3. Handwritten Digit Recognition (MNIST)

Fundamental Concepts

The MNIST dataset consists of 70,000 handwritten digits (0 - 9). The goal is to classify each image into one of these 10 classes.

Usage Methods

import torch
import torch.nn as nn
import torch.optim as optim
from torchvision import datasets, transforms

# Define a transform to normalize the data
transform = transforms.Compose([
    transforms.ToTensor(),
    transforms.Normalize((0.1307,), (0.3081,))
])

# Load the MNIST dataset
train_dataset = datasets.MNIST('data', train=True, download=True, transform=transform)
train_loader = torch.utils.data.DataLoader(train_dataset, batch_size=64, shuffle=True)

test_dataset = datasets.MNIST('data', train=False, transform=transform)
test_loader = torch.utils.data.DataLoader(test_dataset, batch_size=1000, shuffle=False)


class Net(nn.Module):
    def __init__(self):
        super(Net, self).__init__()
        self.fc1 = nn.Linear(28 * 28, 128)
        self.fc2 = nn.Linear(128, 10)

    def forward(self, x):
        x = x.view(-1, 28 * 28)
        x = torch.relu(self.fc1(x))
        x = self.fc2(x)
        return x


model = Net()
criterion = nn.CrossEntropyLoss()
optimizer = optim.SGD(model.parameters(), lr=0.01)

for epoch in range(5):
    for batch_idx, (data, target) in enumerate(train_loader):
        optimizer.zero_grad()
        output = model(data)
        loss = criterion(output, target)
        loss.backward()
        optimizer.step()
    print(f'Epoch {epoch + 1} completed')

correct = 0
total = 0
with torch.no_grad():
    for data, target in test_loader:
        output = model(data)
        _, predicted = torch.max(output.data, 1)
        total += target.size(0)
        correct += (predicted == target).sum().item()
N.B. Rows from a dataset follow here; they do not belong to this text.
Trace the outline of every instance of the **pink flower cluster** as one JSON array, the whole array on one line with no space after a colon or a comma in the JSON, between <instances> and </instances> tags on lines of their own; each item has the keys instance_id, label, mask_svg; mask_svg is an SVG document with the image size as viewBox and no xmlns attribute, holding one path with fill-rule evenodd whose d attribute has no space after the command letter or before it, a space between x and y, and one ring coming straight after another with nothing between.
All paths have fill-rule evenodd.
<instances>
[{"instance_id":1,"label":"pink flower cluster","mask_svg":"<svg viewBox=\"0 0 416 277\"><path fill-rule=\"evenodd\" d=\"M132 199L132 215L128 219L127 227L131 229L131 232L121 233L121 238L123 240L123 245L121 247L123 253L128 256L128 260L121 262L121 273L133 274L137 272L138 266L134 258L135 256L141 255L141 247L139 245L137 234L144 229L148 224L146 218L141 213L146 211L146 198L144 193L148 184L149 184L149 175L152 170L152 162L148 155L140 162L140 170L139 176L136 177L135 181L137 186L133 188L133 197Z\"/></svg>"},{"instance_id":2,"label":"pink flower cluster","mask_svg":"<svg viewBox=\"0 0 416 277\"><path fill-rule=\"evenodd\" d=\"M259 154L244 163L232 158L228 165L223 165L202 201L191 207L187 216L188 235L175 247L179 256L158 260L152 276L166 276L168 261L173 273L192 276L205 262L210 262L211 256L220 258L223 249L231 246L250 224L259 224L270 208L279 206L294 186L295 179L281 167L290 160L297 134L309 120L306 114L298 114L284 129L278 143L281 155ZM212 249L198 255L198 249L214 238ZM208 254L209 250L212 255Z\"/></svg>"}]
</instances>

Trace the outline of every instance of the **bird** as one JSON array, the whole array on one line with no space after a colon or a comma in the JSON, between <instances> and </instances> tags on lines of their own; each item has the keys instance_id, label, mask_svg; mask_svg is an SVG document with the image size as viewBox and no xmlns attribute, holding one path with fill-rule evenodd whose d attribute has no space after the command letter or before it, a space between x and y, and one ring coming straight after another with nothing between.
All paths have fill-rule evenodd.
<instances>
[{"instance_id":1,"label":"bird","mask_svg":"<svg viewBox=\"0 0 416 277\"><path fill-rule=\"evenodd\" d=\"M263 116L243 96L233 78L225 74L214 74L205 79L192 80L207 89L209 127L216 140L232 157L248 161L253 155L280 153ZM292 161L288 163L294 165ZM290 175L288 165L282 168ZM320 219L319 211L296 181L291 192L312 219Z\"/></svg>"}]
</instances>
print(f'Accuracy on test set: {100 * correct / total}%')

Common Practices

  • Use convolutional neural networks (CNNs) instead of fully - connected networks for better performance.
  • Visualize the training process by plotting the loss and accuracy curves.

Best Practices

  • Use batch normalization to accelerate the training process and improve the stability of the model.
  • Fine - tune the hyperparameters using techniques like grid search or random search.

4. Generating Handwritten Digits with GANs

Fundamental Concepts

Generative Adversarial Networks (GANs) consist of a generator and a discriminator. The generator tries to generate fake data, while the discriminator tries to distinguish between real and fake data.

Usage Methods

import torch
import torch.nn as nn
import torch.optim as optim
import torchvision
import torchvision.datasets as datasets
import torchvision.transforms as transforms
from torch.utils.data import DataLoader

# Hyperparameters
batch_size = 64
lr = 0.0002
epochs = 5

# Load the MNIST dataset
transform = transforms.Compose([
    transforms.ToTensor(),
    transforms.Normalize((0.5,), (0.5,))
])

dataset = datasets.MNIST(root='data', train=True,
                         transform=transform, download=True)
dataloader = DataLoader(dataset, batch_size=batch_size, shuffle=True)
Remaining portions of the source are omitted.